Mijn Heer, voorwaar een dag uit duizenden:
ziek en beschonken, bespot en bedrogen.
– Gij weet: Uw goedheid doet mij duizelen,
maar zou het af en toe wat minder mogen?

(Uit: ‘Het meisje en de dood’.)

In de latere bundels neemt de spot niet helemaal af, maar wordt die milder en ook minder luidruchtig. Het is gemakkelijk ironisch te doen over ouderdom, vergankelijkheid en dood als je achter in de twintig bent, zoals Rawie ten tijde van zijn eerste bundel, maar naarmate de ouderdom vordert en en de dood, waarmee je placht te spotten, dichterbij komt, is het haast ondoenlijk om nog de branie uit te hangen. Dat doet Rawie dan ook niet: naarmate hij ouder is geworden, zijn de gedichten verstilder en eenvoudiger van taal geworden, maar wel dieper doorleefd en inniger, oprechter ook. Jean Pierre Rawie is nu zo oud geworden als hij in zijn gedichten altijd al was. Het is zijn poëzie alleen maar ten goede gekomen.
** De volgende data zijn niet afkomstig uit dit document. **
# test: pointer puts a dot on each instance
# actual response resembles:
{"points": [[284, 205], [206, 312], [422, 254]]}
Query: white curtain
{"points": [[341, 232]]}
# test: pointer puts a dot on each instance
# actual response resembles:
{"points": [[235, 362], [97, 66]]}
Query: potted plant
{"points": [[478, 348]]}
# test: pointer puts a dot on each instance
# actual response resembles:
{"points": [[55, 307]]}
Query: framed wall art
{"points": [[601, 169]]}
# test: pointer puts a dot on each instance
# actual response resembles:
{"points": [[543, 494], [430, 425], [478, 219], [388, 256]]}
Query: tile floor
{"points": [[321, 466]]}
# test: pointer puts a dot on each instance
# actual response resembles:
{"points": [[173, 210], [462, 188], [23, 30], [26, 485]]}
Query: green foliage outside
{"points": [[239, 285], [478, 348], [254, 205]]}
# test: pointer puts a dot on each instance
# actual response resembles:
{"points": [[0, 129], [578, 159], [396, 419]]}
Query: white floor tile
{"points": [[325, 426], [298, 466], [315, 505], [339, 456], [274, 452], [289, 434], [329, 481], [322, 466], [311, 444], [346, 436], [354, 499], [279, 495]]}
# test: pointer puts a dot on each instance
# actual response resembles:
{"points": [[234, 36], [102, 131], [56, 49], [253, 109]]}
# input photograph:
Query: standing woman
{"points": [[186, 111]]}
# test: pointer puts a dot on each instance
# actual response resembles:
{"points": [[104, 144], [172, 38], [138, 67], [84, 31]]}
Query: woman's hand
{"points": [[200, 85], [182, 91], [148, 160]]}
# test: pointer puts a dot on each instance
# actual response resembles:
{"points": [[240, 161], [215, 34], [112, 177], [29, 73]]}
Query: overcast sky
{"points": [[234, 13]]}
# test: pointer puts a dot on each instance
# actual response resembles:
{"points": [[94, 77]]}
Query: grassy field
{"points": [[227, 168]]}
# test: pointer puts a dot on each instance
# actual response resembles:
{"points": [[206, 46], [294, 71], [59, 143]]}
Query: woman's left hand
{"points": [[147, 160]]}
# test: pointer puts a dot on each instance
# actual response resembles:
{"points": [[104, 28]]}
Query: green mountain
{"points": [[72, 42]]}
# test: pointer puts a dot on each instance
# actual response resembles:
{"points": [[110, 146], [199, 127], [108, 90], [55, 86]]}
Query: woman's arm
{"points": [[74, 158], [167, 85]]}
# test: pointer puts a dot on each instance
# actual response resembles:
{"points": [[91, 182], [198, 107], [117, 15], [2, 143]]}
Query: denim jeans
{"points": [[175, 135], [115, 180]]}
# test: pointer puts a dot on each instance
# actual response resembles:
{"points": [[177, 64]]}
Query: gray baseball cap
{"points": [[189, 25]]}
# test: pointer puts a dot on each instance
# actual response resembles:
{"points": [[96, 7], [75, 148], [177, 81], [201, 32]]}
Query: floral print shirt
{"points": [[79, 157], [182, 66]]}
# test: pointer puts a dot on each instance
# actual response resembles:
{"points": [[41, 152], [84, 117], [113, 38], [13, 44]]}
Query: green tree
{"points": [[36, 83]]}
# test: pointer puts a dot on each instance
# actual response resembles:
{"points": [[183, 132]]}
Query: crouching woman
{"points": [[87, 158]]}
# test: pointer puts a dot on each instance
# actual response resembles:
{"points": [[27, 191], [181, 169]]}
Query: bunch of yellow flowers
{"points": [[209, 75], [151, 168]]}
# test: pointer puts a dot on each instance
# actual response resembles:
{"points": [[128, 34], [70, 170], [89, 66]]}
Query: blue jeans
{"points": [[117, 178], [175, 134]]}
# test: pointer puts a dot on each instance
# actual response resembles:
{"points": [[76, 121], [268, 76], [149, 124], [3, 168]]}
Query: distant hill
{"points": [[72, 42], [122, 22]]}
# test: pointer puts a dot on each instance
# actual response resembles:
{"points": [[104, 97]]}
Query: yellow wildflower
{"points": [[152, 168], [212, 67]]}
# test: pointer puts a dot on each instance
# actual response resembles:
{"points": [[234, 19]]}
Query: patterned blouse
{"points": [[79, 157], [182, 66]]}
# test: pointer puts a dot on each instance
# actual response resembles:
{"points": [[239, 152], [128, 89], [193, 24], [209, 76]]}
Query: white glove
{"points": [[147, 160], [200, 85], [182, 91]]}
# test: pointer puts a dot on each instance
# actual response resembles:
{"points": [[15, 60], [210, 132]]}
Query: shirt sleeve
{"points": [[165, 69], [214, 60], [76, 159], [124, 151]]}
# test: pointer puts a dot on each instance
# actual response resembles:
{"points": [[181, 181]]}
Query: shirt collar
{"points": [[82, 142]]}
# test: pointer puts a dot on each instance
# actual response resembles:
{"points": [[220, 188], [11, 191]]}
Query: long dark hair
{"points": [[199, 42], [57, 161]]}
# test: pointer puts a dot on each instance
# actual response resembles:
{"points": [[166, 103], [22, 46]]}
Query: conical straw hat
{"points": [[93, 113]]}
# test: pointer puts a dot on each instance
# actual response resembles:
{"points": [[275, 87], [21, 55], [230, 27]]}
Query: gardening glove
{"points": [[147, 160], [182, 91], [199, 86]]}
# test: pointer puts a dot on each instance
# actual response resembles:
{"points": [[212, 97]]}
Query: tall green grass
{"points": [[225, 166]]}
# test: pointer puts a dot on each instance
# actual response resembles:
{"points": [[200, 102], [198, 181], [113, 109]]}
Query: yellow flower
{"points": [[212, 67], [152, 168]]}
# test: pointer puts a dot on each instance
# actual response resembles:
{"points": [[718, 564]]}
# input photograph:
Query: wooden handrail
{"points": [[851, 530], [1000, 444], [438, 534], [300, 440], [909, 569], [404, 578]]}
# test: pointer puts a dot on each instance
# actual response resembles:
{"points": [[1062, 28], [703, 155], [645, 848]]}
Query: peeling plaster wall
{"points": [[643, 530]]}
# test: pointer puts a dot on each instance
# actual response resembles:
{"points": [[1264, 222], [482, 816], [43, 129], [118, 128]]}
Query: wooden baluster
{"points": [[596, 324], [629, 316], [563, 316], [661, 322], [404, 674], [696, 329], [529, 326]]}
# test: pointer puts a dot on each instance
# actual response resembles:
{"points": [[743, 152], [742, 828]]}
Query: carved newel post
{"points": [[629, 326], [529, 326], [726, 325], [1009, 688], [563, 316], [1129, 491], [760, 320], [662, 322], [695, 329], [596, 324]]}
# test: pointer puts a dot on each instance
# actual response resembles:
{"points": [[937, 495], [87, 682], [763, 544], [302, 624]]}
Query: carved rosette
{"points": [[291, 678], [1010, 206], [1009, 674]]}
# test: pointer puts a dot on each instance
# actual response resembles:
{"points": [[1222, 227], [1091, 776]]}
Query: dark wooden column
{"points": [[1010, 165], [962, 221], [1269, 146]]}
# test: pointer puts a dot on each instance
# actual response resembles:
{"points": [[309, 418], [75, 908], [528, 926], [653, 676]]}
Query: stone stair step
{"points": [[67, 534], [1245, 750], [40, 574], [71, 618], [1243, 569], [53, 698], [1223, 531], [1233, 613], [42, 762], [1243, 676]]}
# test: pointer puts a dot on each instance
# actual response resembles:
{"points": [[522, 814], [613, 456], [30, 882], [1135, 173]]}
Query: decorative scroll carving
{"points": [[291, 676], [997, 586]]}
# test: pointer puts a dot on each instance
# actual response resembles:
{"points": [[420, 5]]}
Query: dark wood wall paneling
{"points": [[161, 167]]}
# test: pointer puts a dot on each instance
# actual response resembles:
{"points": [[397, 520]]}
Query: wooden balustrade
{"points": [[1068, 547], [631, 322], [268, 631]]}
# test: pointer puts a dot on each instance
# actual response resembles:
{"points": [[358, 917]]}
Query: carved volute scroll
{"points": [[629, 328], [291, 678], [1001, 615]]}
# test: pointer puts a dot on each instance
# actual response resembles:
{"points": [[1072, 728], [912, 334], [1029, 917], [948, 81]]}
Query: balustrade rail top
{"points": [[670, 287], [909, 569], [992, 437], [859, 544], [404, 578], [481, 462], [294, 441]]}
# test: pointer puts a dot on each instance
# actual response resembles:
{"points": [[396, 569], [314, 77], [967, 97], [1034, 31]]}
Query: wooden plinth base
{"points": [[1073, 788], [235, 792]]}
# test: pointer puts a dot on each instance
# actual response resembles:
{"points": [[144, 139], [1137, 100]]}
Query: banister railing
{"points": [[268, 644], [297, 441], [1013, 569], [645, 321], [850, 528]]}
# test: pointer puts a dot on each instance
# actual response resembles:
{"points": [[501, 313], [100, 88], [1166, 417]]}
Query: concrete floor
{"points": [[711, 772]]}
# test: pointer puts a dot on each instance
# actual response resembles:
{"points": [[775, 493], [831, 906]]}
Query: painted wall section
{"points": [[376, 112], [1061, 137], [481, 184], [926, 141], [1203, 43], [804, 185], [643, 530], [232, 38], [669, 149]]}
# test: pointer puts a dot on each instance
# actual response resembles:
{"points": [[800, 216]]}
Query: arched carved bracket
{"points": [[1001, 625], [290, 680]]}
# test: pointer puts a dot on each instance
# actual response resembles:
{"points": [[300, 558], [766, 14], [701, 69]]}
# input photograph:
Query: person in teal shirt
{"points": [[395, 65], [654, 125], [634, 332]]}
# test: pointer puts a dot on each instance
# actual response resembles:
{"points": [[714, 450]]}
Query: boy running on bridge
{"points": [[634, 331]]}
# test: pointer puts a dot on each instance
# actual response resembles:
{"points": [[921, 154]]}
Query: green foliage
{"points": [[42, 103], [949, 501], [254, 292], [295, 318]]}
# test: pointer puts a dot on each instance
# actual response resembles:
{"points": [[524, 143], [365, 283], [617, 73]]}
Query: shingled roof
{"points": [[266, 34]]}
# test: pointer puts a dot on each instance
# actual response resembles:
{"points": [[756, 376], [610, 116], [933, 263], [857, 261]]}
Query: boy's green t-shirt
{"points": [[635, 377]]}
De term ‘light verse’ die in het begin van zijn dichterschap zo vaak aan de poëzie van Rawie werd gehangen, was al nooit correct, maar wat betreft de latere gedichten is die helemaal niet meer van toepassing. Geestig is Rawie zeer zeker, zijn humor is spitsvondig en scherp, maar dijenkletsend zal zijn poëzie nooit worden.

Zin

Ik heb, zoals ik dacht dat hoorde,
in alles wat ik schreef getracht
ten duidelijkste te verwoorden
wat ik onwederlegbaar acht:

dat wat ook maar de wereld zin geeft
in onbenulligheid verdwijnt;
al wat een schitterend begin heeft
wordt vaal en lelijk op het eind,

en het komt nimmer meer in orde
met wie ik was en wat ik ben.
Zo werd ik wat ik ben geworden,
a sadder and a wiser man.

(Uit: Handschrift)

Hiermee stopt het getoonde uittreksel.